Some members of staff and fellow students found my approach troubling, puzzling and some didn’t think I should be there at all. Yet others saw me for who I was and for who God had called me to be. My biggest accolade was being told on numerous occasion by peers and others that if they could they’d have loved to me as their vicar, cause I just saw things differently.

But this speaks to the heart of the matter, I didn’t fit the mould people expected so I was not right for it or should maybe be doing lay or charity work. But others who were open to things being different to their lived experience or seeing that although there was difference the end goal was the same. To further the Kingdom of God.

This applies more now than ever within our churches, covid had allowed people to evaluate what they do within groups and organisations, they may feel a change is needed, they are to old to continue with a particular job or role that they may have done for years. Others may now feel the time is right to take up a role or further levels of responsibility, but with congregations lessened by the corona virus pandemic we now more than ever need to be looking for others for partnership in our endeavours.

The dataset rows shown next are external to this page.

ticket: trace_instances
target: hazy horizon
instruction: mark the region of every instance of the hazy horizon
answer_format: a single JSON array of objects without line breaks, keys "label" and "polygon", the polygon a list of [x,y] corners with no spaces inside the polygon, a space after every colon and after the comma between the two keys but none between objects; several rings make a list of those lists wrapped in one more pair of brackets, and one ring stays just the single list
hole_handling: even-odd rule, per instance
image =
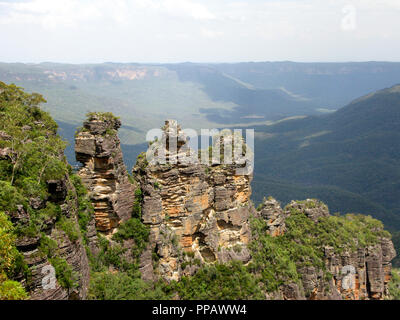
[{"label": "hazy horizon", "polygon": [[397,62],[399,14],[397,0],[0,0],[0,61]]}]

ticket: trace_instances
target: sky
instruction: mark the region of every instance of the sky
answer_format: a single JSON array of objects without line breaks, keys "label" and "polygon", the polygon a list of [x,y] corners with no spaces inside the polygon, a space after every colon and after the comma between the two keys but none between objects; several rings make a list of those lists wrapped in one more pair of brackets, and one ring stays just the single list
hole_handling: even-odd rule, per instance
[{"label": "sky", "polygon": [[2,62],[400,61],[400,0],[0,0]]}]

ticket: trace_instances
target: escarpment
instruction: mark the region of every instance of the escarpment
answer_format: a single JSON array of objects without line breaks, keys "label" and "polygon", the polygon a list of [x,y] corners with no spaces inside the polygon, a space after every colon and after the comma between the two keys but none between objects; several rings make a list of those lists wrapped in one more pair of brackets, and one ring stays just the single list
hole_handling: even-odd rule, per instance
[{"label": "escarpment", "polygon": [[[15,280],[26,288],[32,300],[86,299],[89,287],[89,262],[78,224],[78,198],[70,177],[48,181],[49,198],[31,199],[30,206],[45,211],[59,210],[45,218],[42,234],[22,235],[16,241],[25,271]],[[22,205],[11,212],[11,221],[20,228],[29,228],[32,217]],[[95,233],[88,233],[93,239]]]},{"label": "escarpment", "polygon": [[[156,272],[169,280],[191,274],[195,268],[182,267],[187,257],[200,263],[248,262],[252,177],[237,173],[246,164],[199,163],[174,120],[165,122],[162,138],[150,148],[158,154],[153,161],[140,156],[133,176],[143,191],[142,220],[151,228],[151,250],[159,256]],[[160,154],[167,163],[158,161]]]},{"label": "escarpment", "polygon": [[95,230],[42,102],[0,82],[0,299],[85,299]]},{"label": "escarpment", "polygon": [[131,217],[134,189],[122,158],[117,130],[120,120],[92,113],[75,137],[78,171],[95,211],[97,230],[112,233]]},{"label": "escarpment", "polygon": [[[312,221],[311,233],[319,225],[324,229],[327,229],[328,226],[335,227],[333,223],[329,223],[329,220],[333,222],[335,217],[330,216],[327,206],[312,199],[292,201],[285,209],[281,209],[276,200],[269,198],[264,201],[257,212],[259,217],[266,219],[267,232],[273,237],[284,236],[287,231],[285,221],[291,216],[299,214]],[[350,215],[348,219],[351,221],[356,217]],[[370,218],[365,219],[368,221]],[[284,285],[278,293],[275,292],[270,297],[312,300],[367,300],[389,297],[388,282],[391,278],[391,260],[396,256],[396,252],[390,235],[383,232],[382,225],[372,221],[373,219],[371,219],[373,225],[366,226],[370,230],[363,230],[363,232],[375,233],[374,242],[367,240],[367,243],[361,243],[361,239],[355,239],[360,236],[356,233],[346,235],[344,239],[347,241],[343,241],[336,248],[332,245],[335,244],[334,240],[320,241],[324,266],[298,265],[300,284]],[[362,222],[364,223],[364,220]],[[306,241],[312,240],[312,237],[325,237],[330,232],[334,237],[335,231],[327,229],[325,234],[315,234]],[[338,238],[347,231],[345,228],[340,229]],[[351,245],[352,240],[354,240],[355,246]],[[292,241],[301,243],[301,239]]]},{"label": "escarpment", "polygon": [[390,298],[396,252],[382,223],[330,215],[314,199],[282,208],[270,197],[255,209],[251,150],[237,136],[222,131],[194,150],[168,120],[131,178],[121,122],[90,113],[75,174],[40,101],[0,82],[0,112],[18,118],[0,122],[0,232],[10,244],[0,241],[10,261],[0,298],[5,282],[20,299]]}]

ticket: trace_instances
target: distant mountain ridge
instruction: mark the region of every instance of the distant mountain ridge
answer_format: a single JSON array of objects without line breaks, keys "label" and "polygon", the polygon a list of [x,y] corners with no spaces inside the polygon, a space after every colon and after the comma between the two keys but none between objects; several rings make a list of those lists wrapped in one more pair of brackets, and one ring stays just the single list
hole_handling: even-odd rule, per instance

This could be across our deanery, through churches together partnerships, interfaith groups and even working with secular groups, but it can also work on a smaller scale by inviting individuals into our bubble. Obviously all of this needs to be done with the correct safeguards and procedures, but If we looked to the example Jesus set us, it was often the gentile, marginalised or oppressed that spread his message further whilst his faithful friends were confused, argued about trivial point and often missed the point all together even when seeing something first hand.

I believe that as Christians we are all called in many different ways to work towards the mission of God and to help further God’s Kingdom here on earth. We are to help make disciples and to spread God’s message. But we are not called to do this in isolation. I truly believe that God calls all types of people – its not for us to say who is called and who isn’t. As Jesus said, if they are not against us they are for us.